Back in 79AD it would seem the people of Pompeii felt the same. The food found by the archaeologists wasn’t the fossilised gruel or scraps of meat that some have expected of lower-class Romans, but a wide array of local and imported foods that form the basis of social gatherings and family meals.

These people were not the rich or elite but food still played a central role in their social and probably emotional lives. Perhaps food has been part of our social world for longer than we sometimes think. The Pompeians also loved food (and sex) but their 2000-year-old diet shows it had a lot more variety.

Variety is the spice of life

Over the past 30 years I’ve watched as the experts argue over what we should be eating. Is fat, sugar, carbohydrate or salt the real culprit for all our modern-day illnesses and if so, which types should we eat or avoid: saturated, unsaturated, animal, vegetable, simple or complex?

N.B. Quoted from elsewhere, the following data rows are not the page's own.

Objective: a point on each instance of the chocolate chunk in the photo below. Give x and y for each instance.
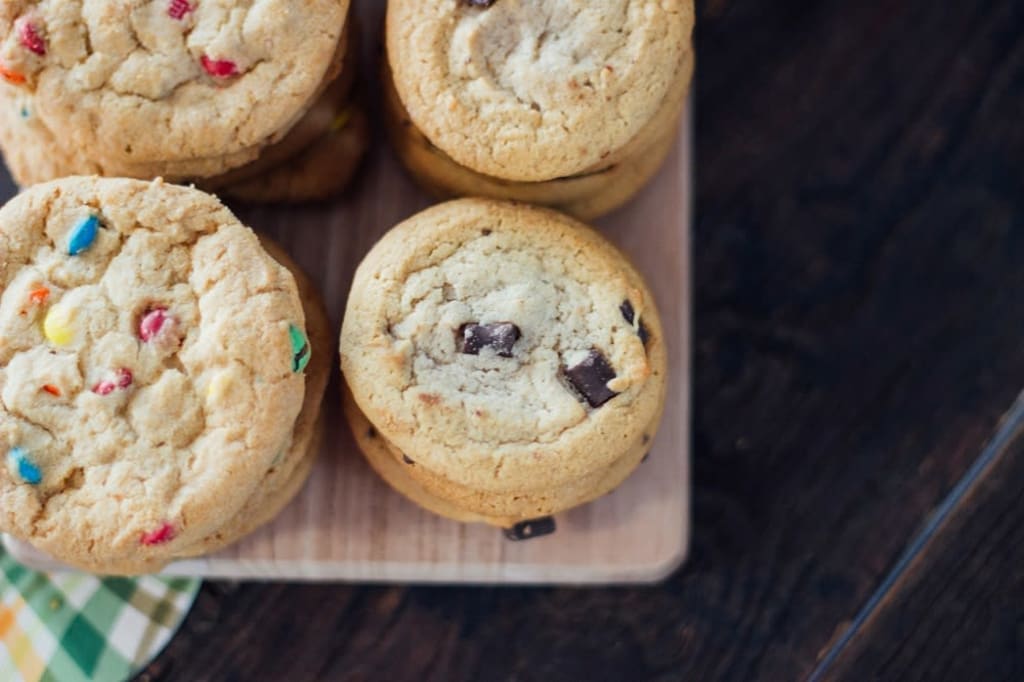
(630, 314)
(591, 378)
(532, 528)
(499, 336)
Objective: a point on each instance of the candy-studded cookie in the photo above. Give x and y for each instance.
(535, 90)
(153, 363)
(173, 87)
(509, 358)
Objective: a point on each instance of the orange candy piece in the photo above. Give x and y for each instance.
(39, 295)
(11, 76)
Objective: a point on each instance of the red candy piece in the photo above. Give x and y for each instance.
(152, 323)
(219, 68)
(178, 8)
(30, 38)
(122, 380)
(164, 534)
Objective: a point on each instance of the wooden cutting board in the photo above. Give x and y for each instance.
(348, 525)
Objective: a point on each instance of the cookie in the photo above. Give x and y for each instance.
(586, 196)
(170, 82)
(512, 354)
(154, 359)
(536, 90)
(290, 468)
(394, 468)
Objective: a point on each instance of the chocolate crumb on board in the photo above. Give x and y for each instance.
(531, 528)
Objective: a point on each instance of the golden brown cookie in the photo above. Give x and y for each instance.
(511, 353)
(153, 363)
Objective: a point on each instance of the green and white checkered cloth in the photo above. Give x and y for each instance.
(69, 627)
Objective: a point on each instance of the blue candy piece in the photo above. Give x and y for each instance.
(29, 472)
(83, 235)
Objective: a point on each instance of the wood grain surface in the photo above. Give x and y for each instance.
(348, 524)
(858, 314)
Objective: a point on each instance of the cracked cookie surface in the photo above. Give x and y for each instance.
(531, 90)
(148, 354)
(155, 81)
(467, 331)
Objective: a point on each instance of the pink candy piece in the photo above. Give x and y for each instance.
(164, 534)
(30, 38)
(152, 324)
(219, 68)
(122, 380)
(178, 8)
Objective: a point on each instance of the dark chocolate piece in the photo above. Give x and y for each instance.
(500, 336)
(630, 314)
(591, 378)
(532, 528)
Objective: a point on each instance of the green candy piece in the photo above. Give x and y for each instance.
(300, 348)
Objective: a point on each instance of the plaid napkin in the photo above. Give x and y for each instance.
(68, 627)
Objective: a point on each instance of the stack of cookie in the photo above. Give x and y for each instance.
(569, 104)
(239, 97)
(161, 374)
(504, 363)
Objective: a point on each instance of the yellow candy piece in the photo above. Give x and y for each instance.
(58, 327)
(218, 386)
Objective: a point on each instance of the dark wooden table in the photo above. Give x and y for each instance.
(858, 464)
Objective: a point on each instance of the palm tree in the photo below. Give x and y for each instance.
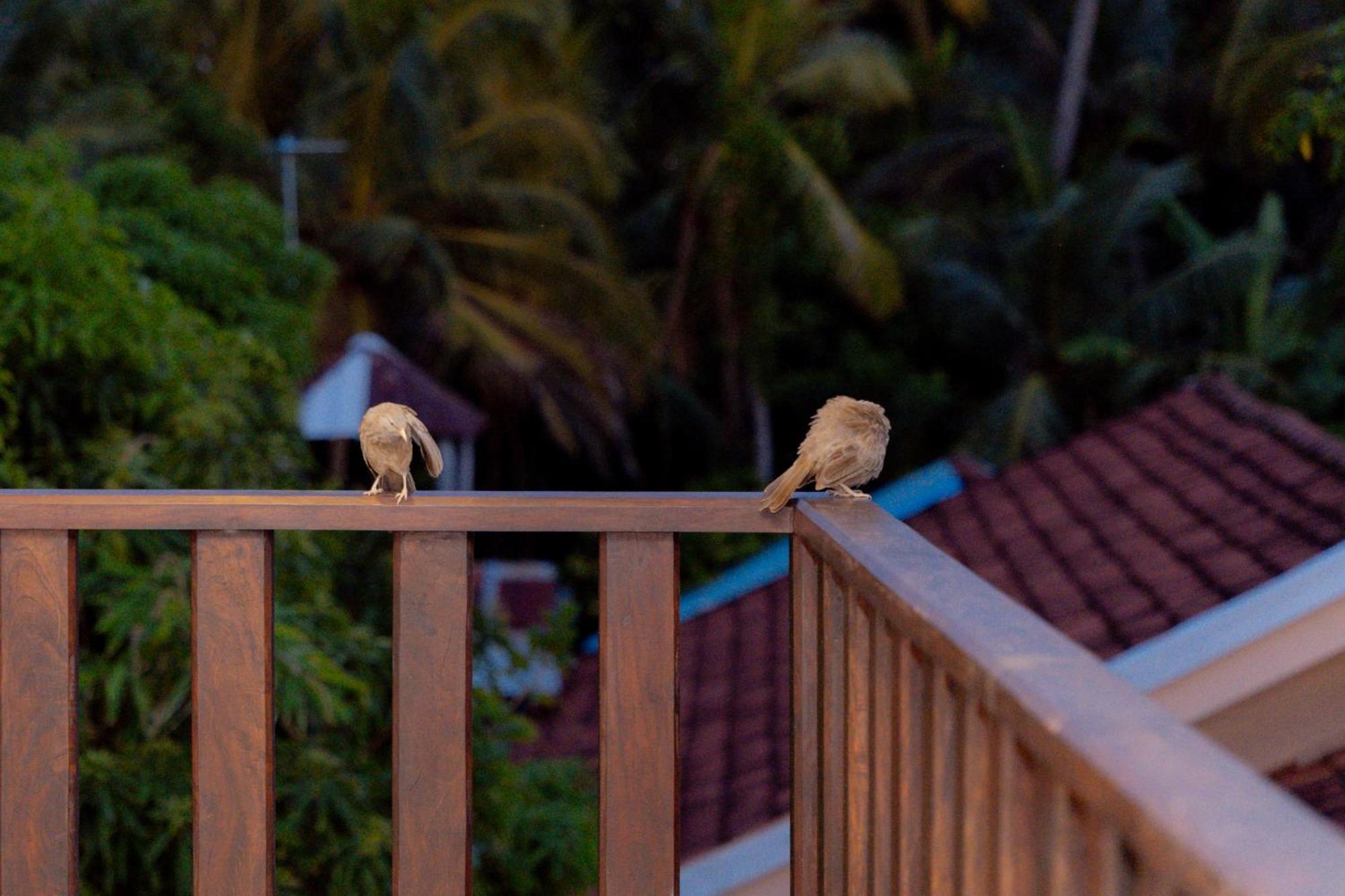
(779, 67)
(469, 220)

Everyone (including me) has a view about what constitutes the best diet, and as we find out more about the healthiness or not of different foodstuffs and amounts debates will no doubt continue. What they did know – which we don’t always seem to do some 2,000 years later – is the importance of variety.

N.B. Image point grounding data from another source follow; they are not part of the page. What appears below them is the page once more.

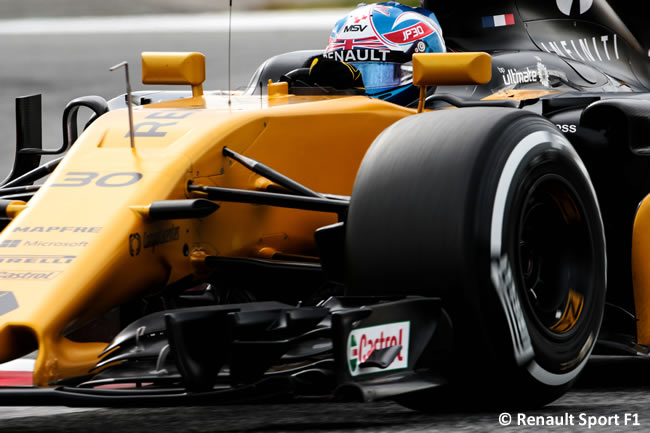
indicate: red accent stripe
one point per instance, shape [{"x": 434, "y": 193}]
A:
[{"x": 16, "y": 378}]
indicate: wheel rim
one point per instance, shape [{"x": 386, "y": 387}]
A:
[{"x": 553, "y": 256}]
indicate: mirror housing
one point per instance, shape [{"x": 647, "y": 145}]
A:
[
  {"x": 449, "y": 69},
  {"x": 174, "y": 68}
]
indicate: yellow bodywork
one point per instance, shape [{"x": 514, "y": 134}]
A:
[
  {"x": 641, "y": 271},
  {"x": 81, "y": 247},
  {"x": 84, "y": 244}
]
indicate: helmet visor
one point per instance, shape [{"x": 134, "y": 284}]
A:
[{"x": 379, "y": 76}]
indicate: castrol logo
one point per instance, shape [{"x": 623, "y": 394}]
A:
[{"x": 363, "y": 342}]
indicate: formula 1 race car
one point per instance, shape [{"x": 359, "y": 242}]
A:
[{"x": 200, "y": 247}]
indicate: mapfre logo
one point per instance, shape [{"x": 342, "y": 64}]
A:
[
  {"x": 363, "y": 341},
  {"x": 581, "y": 6}
]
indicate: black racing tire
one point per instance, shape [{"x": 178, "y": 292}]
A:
[{"x": 492, "y": 210}]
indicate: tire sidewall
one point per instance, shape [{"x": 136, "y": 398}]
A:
[{"x": 533, "y": 151}]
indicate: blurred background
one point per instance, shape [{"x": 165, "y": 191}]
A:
[{"x": 63, "y": 49}]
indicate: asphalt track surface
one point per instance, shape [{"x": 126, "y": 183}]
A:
[{"x": 63, "y": 64}]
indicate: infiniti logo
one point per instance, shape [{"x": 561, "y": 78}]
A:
[{"x": 565, "y": 6}]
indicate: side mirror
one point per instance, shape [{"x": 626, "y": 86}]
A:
[
  {"x": 448, "y": 69},
  {"x": 174, "y": 68}
]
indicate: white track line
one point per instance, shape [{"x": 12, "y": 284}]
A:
[
  {"x": 317, "y": 19},
  {"x": 21, "y": 364}
]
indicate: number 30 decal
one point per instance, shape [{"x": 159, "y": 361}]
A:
[{"x": 113, "y": 180}]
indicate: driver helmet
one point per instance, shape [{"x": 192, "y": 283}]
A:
[{"x": 379, "y": 40}]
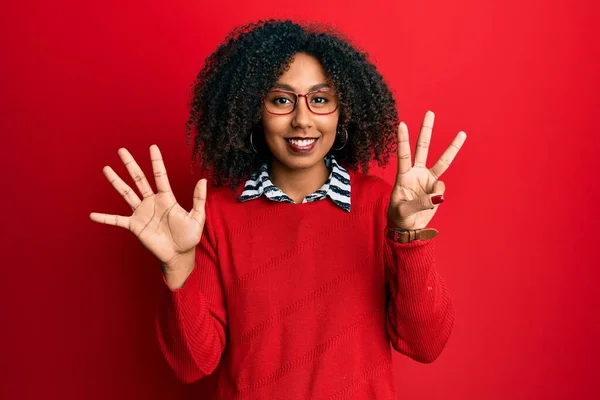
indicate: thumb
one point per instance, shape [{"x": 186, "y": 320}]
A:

We may not be certain about what we should be eating but we probably have a greater chance of getting it right if we have a good variety – a “balanced diet”. And in all its rich glory, from the sea urchins and giraffe leg to simple olives and nuts, the Pompeii discovery shows that even less well-off citizens had variety in their diet.

We eat what’s there

Nowadays, with our fast and busy lives packed with multi-tasking and information from all angles, we’re at risk of sticking with what we know and limiting our food intake to what is most easy. And what is most easy now, is what the food industry wants us to eat.

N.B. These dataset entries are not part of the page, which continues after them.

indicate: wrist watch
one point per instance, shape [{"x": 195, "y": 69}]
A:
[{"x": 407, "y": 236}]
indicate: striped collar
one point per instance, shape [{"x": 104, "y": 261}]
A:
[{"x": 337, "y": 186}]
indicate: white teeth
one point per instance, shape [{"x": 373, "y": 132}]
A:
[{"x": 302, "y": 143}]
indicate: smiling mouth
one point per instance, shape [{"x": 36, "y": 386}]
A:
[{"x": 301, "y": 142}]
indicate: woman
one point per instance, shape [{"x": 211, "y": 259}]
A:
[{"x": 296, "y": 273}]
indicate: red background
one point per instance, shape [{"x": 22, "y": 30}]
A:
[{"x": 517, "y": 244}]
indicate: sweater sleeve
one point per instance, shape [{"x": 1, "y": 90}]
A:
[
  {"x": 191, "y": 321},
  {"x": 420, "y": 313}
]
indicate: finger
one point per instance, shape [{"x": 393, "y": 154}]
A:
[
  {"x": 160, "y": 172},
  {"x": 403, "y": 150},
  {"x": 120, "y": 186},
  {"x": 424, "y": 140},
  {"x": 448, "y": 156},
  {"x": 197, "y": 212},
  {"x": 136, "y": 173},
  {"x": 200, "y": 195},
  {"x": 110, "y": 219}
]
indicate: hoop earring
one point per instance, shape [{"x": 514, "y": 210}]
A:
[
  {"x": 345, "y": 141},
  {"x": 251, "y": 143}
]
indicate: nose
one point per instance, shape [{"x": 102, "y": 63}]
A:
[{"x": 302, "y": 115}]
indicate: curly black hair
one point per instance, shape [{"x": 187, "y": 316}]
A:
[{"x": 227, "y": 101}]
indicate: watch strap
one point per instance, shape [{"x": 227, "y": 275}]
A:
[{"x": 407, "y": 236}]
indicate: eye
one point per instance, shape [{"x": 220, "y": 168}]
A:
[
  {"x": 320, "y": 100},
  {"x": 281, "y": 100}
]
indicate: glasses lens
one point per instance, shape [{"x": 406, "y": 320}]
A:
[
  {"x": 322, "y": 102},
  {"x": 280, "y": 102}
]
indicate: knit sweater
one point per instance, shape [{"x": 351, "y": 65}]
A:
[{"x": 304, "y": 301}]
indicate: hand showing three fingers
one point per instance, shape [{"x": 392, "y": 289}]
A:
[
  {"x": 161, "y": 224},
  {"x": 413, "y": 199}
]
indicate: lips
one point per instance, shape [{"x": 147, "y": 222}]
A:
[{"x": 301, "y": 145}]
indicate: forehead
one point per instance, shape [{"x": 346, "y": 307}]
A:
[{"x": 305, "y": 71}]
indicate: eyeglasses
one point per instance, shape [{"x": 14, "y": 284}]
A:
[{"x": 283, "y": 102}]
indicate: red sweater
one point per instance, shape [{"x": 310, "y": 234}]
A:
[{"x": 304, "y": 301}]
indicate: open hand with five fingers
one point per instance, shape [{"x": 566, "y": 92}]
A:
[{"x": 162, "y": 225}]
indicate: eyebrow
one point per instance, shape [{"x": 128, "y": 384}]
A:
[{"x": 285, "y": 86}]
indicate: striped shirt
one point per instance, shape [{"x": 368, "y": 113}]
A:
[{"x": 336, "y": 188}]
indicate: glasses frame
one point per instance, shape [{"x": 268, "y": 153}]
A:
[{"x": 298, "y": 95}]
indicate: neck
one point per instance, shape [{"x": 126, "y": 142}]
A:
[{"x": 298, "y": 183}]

If our shops offer grab bags, duo bars and ready meals then that is what we will eat, and archaeologists of the future will certainly have a much less varied and interesting time going through many of our drains when the time comes.

But we can choose to eat differently. The Pompeians no doubt ate what was available. But perhaps today’s Mediterranean diet offers a more contemporary comparison of real food culture over fast food folly.

The cost of food

At the turn of the 20th century, the rich were fat and the poor were thin. One hundred years later this has reversed; obesity is clearly a class issue and the cost of food is seen as a cause of poor diets. The balanced diet that dietitians recommend – high in fruit and vegetables, low in fat – costs too much for some. But the working class people of Pompeii, on this normal street, seemed to manage it – although there are clear indications from comparisons between scraps from shops and neighbours that there were some socio-economic differences in the amount of variety.

Fruit and veg. Museo Archeologico Nazionale di Napoli

But the discovery shows a balance of ingredients all ready to be cooked up into a healthy meal whereas ours is a selection of ready meals and takeaways all waiting to be peeled open and heated up.

Ingredients are still relatively cheap. We pay a premium for the processing, preparation and packaging. Perhaps if we ate the ingredients of the shops of Pompeii rather than the meals of the modern high street our money would go further and obesity would be less of a financial issue.

From giraffe leg to chicken drumstick?

It may not be fair to say that in under 2,000 years we’ve moved from giraffe leg to deep fried chicken legs. Giraffe leg may well have been a special treat in Pompeii, much as we might have a prime cut for a Sunday lunch. But it’s clear that we need to make better choices if we’re to tackle obesity and ill health from our diets.

Some look to the past for what is true and better. Others to show progress and how lucky we are. Pompeii can be said to offer us both. But the archaeological findings from food waste give us a glimpse into a world without ready meals, hydrogenated oils and processed meats.

And perhaps by understanding how we eat, what we eat and how we can make it better, we might prevent our own modern health disaster – and future archaeologists left to ponder on what went so very wrong.